Machine learning with Vineyard on Kubernetes#

In this demonstration, we will build a fraudulent transaction classifier for fraudulent transaction data. The process consists of the following three main steps:

  • prepare-data: Utilize Vineyard to read and store data in a distributed manner.

  • process-data: Employ Mars to process the data across multiple nodes.

  • train-data: Use Pytorch to train the model on the distributed data.

We have three tables: user table, product table, and transaction table. The user and product tables primarily contain user and product IDs, along with their respective Feature vectors.

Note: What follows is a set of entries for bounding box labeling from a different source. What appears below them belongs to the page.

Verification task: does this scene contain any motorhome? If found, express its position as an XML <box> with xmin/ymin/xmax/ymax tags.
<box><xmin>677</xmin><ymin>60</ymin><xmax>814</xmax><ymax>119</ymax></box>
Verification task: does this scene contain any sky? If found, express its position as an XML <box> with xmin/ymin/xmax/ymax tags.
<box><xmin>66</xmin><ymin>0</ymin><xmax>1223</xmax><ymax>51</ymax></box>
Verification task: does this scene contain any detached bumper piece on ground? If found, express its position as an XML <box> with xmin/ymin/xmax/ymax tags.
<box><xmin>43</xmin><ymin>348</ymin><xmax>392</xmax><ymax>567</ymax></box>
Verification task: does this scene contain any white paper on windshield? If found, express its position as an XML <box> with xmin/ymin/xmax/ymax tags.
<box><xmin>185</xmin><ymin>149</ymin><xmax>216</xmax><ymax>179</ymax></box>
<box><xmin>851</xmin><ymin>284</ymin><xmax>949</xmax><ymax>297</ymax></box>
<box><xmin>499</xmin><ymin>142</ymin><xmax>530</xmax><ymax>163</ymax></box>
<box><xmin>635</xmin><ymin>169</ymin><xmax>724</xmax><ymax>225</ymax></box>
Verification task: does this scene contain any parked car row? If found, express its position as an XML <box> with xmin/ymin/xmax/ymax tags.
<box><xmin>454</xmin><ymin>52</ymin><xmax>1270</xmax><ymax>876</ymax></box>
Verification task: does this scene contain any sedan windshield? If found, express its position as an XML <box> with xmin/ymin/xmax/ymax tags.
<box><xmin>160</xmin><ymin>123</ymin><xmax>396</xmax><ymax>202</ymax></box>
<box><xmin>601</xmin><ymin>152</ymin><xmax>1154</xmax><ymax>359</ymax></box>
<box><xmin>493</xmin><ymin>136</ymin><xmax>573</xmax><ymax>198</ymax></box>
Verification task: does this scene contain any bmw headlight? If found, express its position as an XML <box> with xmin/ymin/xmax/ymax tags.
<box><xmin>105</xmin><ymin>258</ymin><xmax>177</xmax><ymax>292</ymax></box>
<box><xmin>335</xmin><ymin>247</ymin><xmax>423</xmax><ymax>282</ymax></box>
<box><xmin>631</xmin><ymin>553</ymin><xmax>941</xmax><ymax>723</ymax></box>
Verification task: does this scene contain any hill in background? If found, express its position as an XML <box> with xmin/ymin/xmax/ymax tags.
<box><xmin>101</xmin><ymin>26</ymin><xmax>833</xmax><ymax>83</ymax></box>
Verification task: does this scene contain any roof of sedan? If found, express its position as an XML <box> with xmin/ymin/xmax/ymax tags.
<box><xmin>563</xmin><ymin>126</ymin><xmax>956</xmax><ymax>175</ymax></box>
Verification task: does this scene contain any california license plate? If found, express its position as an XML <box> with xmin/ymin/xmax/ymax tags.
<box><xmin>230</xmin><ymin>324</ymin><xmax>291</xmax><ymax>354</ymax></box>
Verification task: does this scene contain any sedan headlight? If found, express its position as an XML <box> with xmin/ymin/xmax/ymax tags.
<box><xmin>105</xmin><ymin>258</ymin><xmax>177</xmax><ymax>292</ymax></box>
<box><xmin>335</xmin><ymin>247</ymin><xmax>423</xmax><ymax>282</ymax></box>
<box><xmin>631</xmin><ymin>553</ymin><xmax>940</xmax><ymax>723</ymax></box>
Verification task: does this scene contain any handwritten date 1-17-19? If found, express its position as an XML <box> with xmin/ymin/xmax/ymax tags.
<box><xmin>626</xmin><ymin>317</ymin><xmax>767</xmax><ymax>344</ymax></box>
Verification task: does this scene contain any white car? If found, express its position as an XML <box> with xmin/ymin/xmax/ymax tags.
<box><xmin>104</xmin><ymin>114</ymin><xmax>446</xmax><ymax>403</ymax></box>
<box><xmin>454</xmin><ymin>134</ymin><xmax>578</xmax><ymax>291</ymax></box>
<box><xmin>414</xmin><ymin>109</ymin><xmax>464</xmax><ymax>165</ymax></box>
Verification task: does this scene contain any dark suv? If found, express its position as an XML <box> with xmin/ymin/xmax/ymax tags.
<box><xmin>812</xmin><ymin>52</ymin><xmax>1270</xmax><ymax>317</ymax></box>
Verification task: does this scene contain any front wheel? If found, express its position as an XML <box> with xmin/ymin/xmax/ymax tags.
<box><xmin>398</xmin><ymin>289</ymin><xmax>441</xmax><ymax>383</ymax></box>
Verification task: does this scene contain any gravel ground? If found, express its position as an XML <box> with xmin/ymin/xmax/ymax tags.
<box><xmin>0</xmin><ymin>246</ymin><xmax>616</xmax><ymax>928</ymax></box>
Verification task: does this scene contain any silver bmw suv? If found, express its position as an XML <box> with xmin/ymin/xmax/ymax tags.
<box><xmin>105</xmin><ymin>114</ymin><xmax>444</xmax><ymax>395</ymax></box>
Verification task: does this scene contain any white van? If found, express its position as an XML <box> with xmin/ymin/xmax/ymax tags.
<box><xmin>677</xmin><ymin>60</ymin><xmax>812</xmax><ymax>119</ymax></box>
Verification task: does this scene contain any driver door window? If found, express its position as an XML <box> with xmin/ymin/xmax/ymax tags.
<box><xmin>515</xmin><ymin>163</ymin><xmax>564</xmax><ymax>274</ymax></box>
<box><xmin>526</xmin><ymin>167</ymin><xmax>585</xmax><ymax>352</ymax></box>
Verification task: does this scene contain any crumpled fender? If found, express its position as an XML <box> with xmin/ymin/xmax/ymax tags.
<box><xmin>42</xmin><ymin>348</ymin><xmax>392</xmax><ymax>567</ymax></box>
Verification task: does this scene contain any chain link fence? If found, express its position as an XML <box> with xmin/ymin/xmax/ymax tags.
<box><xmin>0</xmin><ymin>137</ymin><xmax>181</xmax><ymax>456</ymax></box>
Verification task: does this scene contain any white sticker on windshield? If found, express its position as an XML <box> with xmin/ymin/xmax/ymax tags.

Each record in the transaction table indicates a user purchasing a product, with a Fraud label identifying whether the transaction is fraudulent. Additional features related to these transactions are also stored in the transaction table. You can find the three tables in the dataset repo. Follow the steps below to reproduce the demonstration. First, create a vineyard cluster with 3 worker nodes.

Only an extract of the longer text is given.